For mocking a web service I suggest using SOAPUI, an open source project. Very easy to deploy, crucial for web servcies intergation testing.
9.We're almost there. The final thing is to write a Java class for testing the web service, try to run it as a standalone app first (or as part of your unit tests)
10.And then try to run the same code from withing Weblogic. It should work. It worked for me. After some 3 days of frustration.
And yes, I know I should've put 9 and 10 under a single bullet-point, but the title "10 steps to deploy a JAX-WS web service under Web logic 9.2 using ant" sounds just so much better.

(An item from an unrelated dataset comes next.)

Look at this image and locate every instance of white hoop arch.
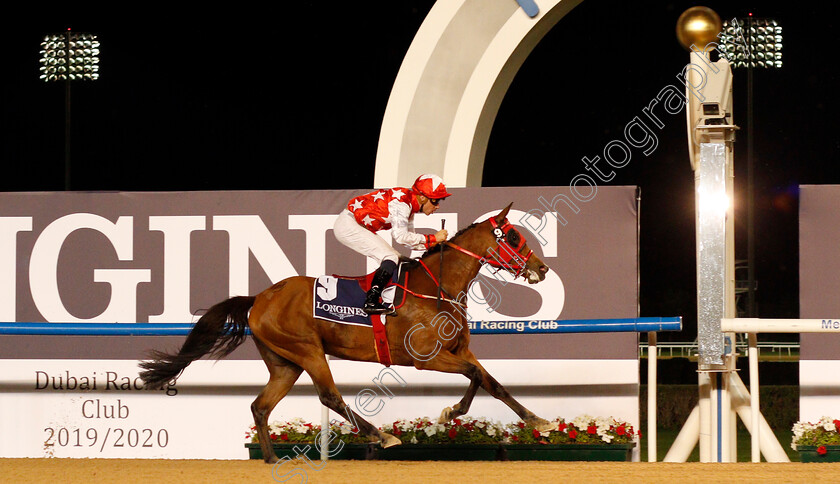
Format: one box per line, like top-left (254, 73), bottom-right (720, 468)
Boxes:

Please, edit this post and improve it if you find something missing!
This is not really a question but a guide so I'm answering it myself just to mark it as done.
Another way of dealing with web services on Weblogic 9.2 is using Apache CXF. This particularly well integrates with Spring as each web service is exposed as a bean and the actual classes don't even need to know that they are web services, it's all configuration driven.
A great guide about setting up Apache CXF on Weblogic can be found here: http://wheelersoftware.com/articles/spring-cxf-web-services.html
This works on Weblogic 9.2 as well and if you need to expose web services, not just connect to existing ones, this is by far better approach than using plain JAXWS (which is used by CXF anyway).